L’autorité et la colère peuvent parfois se heurter. Comment abordez-vous cette émotion ?

FL : Spontanément, la colère n’est pas mon registre. Mais, en tant qu’abbé, je sens qu’il y a de bonnes humeurs. Lorsque les attitudes ou les paroles des frères embarrassent ou blessent les autres, il y a une forme de justice à exercer. Il faut alors oser parler en élevant la voix ou même, si ça résiste, en parlant un peu plus fort. Entrer dans ce mouvement me demande un effort. Extérieurement, je suis en colère, mais deux minutes plus tard, c’est fini. J’ai le sentiment d’accomplissement. Par contre, la mauvaise colère s’exprime chez moi par l’agacement, l’impatience. C’est lié à mon incapacité à accepter les faiblesses. Je dois m’en méfier, être sur mes gardes et écouter dans mon corps, mon ventre, quand ça monte pour ne pas dire des choses que je regretterai plus tard.

En communauté, une certaine retenue s’impose.

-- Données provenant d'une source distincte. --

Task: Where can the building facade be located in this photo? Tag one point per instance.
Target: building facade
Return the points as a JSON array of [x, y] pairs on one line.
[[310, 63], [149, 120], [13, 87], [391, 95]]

Comment faites-vous lorsqu’un événement suscite une forte émotion ?

FL : La vie monastique contribue naturellement à une prise de distance vis-à-vis de nos émotions. Dans l’ensemble, il y a une atmosphère de silence dans la maison. On ne peut pas parler dans un couloir, à l’église, au réfectoire… Mais s’il n’y a pas d’endroits pour parler à côté de ce climat, les émotions risquent de sortir de façon éruptive. L’année dernière, le départ d’un frère nous a marqués comme communauté. En même temps, nous avons réagi avec des nuances différentes : certains dans le registre de la tristesse, du découragement ; d’autres dans celui de la colère, de la peur de l’avenir. Pour nous aider à traverser cette épreuve, nous avons eu trois réunions communautaires au cours desquelles nous nous sommes écoutés. Ils ont permis de mettre en évidence ce qui n’allait pas bien, de questionner ceci ou cela, l’abbé en particulier… Au final, plusieurs frères m’ont dit combien il avait été bénéfique de procéder ainsi pour ne pas rester ruminant. Même si j’entends dire que ce départ reste difficile pour certains, nous l’avons porté ensemble. Les autres lieux de parole sont les petits groupes communautaires, une fois par semaine. Quand, entre frères, nous y partageons une joie, cela construit la communion entre nous.